Review: Logitech Cube mouse
I've been using laptop computers for so many years that it seems odd to need any sort of external peripheral, let alone a mouse that replaces the effective and built-in trackpad on my MacBook Pro. Still, great design is great design and when Logitech sent us one of their tiny matchbox-size Cube mice, I was interested in giving it a whirl, and was pleased to find out that it's far more useful than you'd expect at first glance.
Designed for both the Mac and PC, the one great drawback for the wireless Cube mouse is that it requires you to keep a tiny receiver dongle in one of your laptop's USB ports. Without it, the mouse has no way to communicate with the computer since it's not a Bluetooth device (if it were, then getting started with it would be more tricky, but it would then be able to operate completely wirelessly, just as the Apple Magic Trackpad does. Downside? Bluetooth has higher power needs so the battery in the Logitech Cube would doubtless need replacing more frequently).
What's really surprising is that the Cube is a great bit of engineering and the package includes a little cloth carrying bag for the mouse (see pic, below), but there's no space allocated for the receiver dongle and since without it you can't get the mouse to work, it appears that Logitech's just assumed you'd leave it perpetually plugged into your laptop. Seems odd, and since I imagine a lot of users would sometimes use the built-in trackpad on their laptop and other times want to use the Cube, it seems more like an oversight on their part.
Okay, so it's a small portable mouse. That's not what makes it interesting to me, however. What's really slick about the Logitech Cube is that it also doubles as a simple presentation tool: pick up the mouse and you can use it as a hand-held remote to advance your PowerPoint slides or anything else you could do with a mouse, just one that's easily kept in your hand as you walk around in front of a class or workshop room.
Logitech Cube: Size relative to a Quarter.
In fact, it's so smart that if you pick up the Cube and click the top portion, you'll move forward on the presentation, while flipping it over and clicking generates the equivalent sequence to a back arrow, which will back up your slides one at a time. All in a unit that's just amazingly tiny.

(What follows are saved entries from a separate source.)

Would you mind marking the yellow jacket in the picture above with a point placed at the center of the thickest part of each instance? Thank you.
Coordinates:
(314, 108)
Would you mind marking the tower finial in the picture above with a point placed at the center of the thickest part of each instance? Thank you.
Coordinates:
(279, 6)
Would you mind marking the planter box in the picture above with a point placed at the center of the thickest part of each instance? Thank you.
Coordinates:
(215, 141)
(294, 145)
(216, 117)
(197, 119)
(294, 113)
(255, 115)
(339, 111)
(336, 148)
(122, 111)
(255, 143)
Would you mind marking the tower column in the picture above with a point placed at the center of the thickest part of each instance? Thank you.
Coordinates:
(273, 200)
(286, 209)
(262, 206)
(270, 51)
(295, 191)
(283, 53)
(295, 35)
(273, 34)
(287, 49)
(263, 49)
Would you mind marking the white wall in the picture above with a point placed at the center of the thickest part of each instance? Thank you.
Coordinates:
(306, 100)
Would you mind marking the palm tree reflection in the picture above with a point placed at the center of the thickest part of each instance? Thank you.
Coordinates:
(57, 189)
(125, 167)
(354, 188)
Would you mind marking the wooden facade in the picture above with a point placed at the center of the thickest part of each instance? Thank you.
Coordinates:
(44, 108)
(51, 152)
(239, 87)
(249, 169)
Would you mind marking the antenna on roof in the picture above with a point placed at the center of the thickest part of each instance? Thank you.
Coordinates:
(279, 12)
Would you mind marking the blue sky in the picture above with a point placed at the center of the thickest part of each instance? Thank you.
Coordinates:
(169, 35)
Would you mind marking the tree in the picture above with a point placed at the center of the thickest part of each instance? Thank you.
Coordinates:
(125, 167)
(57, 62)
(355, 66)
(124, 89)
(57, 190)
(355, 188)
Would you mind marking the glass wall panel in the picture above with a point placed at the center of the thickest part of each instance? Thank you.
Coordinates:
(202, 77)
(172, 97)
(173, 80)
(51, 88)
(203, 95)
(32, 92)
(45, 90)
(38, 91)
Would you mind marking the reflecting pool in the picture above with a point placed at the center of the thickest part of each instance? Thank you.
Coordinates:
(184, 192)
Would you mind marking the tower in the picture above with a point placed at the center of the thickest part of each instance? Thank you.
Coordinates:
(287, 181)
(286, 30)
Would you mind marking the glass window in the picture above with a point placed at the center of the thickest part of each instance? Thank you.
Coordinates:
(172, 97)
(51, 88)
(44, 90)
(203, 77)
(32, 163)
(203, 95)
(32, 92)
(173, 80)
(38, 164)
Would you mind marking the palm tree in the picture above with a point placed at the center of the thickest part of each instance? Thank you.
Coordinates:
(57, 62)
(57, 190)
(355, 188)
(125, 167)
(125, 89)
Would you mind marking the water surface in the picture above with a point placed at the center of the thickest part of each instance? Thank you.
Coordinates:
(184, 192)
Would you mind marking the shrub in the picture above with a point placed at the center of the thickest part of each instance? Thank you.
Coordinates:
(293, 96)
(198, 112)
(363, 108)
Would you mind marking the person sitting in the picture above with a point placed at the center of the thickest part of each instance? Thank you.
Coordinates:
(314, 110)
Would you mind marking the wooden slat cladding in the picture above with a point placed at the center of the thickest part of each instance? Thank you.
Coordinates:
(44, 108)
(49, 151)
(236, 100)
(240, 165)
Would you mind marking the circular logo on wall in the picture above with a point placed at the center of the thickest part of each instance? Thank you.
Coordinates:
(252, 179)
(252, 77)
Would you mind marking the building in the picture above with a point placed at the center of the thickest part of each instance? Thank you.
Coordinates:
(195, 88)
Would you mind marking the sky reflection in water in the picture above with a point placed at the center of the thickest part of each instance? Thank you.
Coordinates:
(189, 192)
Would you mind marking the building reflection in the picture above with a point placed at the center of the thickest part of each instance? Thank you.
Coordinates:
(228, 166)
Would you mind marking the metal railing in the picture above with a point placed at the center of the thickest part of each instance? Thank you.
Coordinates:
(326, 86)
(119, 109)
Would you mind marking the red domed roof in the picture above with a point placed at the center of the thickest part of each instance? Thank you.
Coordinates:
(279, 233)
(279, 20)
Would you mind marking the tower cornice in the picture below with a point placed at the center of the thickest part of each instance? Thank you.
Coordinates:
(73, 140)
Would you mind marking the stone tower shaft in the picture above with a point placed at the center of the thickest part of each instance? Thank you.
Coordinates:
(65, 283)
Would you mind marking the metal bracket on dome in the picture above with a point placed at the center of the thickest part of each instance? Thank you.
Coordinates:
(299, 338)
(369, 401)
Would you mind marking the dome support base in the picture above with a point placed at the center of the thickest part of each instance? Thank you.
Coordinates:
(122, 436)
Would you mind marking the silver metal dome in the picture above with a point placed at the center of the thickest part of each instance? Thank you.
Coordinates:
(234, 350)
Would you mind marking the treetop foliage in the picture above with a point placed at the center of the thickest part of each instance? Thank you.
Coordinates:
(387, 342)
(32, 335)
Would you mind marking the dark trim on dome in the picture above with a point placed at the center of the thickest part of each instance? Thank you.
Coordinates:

There's a simplicity of design that's very appealing with the Cube. Even at what seems like a somewhat expensive price point -- $78.99 on Amazon.com -- if you occasionally need an external mouse while on the road and also seek a presentation tool, it can fit the bill quite neatly. The biggest limitation I found with the device was the inability to store the USB dongle in the travel case: with something so tiny, I just know it'd otherwise get lost in my computer bag.